There are also different verb prefixes: when returning we use verbs with _*terug*- _(weer- maybe), when doing something again, we use verbs beginning with _*her*_- (Eng./ Fr. _re-/ré_).


----------



## Gavril

> As for Armenian: I am not sure if there is a link. Could you tell me, Gavril? (I don't quite understand the references to West/ East, I mean)



There doesn't seem to be a link in Armenian, at least when it comes to the "backs" of humans (I'm not sure what the Armenian terms are for "horseback" or the back of other animals).

Western and Eastern are the two standard forms of modern Armenian, which differ greatly from each other in vocabulary, pronunciation etc.


----------



## rusita preciosa

In Russian it does not refer to the back but rather to a lower body part...

*назад* /nazad/ - back, backward
*зад */zad/ - butt, backside


----------



## ThomasK

I see, I would not call that that the back, but it is interesting. BTW: could that also be something like the rear in English? 

As for Armenian: so there is some link between 'backwards' and 'back' in Armenian, isn't there?


----------



## Gavril

ThomasK said:


> As for Armenian: so there is some link between 'backwards' and 'back' in Armenian, isn't there?



I'm not sure what you mean.
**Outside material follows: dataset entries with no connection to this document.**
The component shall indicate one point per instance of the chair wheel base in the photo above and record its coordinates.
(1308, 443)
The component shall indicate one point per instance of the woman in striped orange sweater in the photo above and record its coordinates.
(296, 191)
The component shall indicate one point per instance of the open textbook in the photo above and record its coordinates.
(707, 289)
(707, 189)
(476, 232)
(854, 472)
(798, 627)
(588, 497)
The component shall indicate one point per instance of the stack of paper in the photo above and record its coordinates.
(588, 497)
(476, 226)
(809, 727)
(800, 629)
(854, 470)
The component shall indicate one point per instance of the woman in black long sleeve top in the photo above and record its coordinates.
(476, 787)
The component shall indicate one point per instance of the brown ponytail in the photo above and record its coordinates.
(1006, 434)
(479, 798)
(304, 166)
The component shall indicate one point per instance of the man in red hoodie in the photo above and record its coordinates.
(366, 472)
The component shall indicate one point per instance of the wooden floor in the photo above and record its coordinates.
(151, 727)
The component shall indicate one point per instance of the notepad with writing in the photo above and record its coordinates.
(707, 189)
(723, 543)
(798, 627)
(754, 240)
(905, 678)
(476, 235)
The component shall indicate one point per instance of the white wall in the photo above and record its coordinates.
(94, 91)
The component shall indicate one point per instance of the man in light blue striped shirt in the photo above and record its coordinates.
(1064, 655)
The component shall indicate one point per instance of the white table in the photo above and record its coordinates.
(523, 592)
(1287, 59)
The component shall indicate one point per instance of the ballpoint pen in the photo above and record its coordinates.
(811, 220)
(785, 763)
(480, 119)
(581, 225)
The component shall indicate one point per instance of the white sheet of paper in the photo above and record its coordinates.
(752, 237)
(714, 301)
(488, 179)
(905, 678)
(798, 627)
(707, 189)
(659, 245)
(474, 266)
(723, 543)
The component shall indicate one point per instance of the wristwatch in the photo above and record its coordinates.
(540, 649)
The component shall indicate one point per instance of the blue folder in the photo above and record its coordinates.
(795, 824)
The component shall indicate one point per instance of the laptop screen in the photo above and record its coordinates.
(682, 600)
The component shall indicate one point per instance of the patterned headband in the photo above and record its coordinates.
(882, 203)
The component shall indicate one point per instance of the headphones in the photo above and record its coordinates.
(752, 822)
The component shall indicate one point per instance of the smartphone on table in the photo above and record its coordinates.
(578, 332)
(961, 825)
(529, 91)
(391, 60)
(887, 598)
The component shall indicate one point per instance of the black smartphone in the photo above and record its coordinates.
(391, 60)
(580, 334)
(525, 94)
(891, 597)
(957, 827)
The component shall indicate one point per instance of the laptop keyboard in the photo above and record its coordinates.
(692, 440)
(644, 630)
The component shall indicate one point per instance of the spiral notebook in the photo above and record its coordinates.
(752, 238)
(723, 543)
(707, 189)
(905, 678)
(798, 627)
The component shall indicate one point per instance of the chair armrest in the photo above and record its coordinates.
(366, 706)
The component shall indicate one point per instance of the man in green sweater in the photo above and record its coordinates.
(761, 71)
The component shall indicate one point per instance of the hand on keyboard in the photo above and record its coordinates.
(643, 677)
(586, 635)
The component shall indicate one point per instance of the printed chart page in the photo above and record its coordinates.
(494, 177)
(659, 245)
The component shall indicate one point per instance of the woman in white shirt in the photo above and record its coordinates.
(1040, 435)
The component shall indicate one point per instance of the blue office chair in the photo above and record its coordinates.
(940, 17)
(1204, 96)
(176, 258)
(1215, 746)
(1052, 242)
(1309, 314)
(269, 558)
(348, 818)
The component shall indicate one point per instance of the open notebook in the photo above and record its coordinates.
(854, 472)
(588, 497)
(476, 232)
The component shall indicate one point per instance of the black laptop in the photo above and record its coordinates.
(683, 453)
As I wrote in the last post, there *doesn't* seem to be a link in Armenian between "back (part of the body)" and "back (direction)".

There is a link, though, between "back" in a more general sense (_The back of the house_) and "backwards": both contain the element *ետ *(_yet_ / _yed_), which is thought to be composed of the same root seen in English *foot*, Latin _*pes*_, etc., plus the prefix **y- *"in".


----------



## ThomasK

Ah, that might be what I was looking for, as that is what the English refer to as 'rear', I believe. I now found that that refers to 'retro' in Latin, which, I thought for a sec, meant "'(the) back", but that might be wrong.


----------



## Outsider

Fericire said:


> There is no direct link between «costas» and «voltar».
> «Voltar» means just «to back», but people sometimes say like:
> «Ele volta com aquele assunto o tempo todo» («He repeats that matter all the time.»)


I must disagree with Fericire. The basic meaning of *voltar* is to turn, and the noun *volta* means turn or tour, while the basic meaning of *costa(s)* is "back" in the anatomical sense. There is no etymological connection between these two Portuguese words, although it's true that *voltar* can mean "to turn (back)", and *de volta* means "again".

P.S. The closest connection between the two ideas is probably in the words *traseira/traseiro* (noun), "back", "behind" (including the anatomical sense of "behind", though not of "back") and *trás/atrás* (preposition) "back", "behind".


----------



## ThomasK

@Outsider: Five years after your answer: does the traseira/ traseira refer to someone's bottom? I had not understood it that way, but I now think of that…

For the time being I think words for 'back' (in 'come back') sometimes refer to the back (West Germanic), the heel(s) (Czech), the bottom/ behind (Greek, Portuguese)…


----------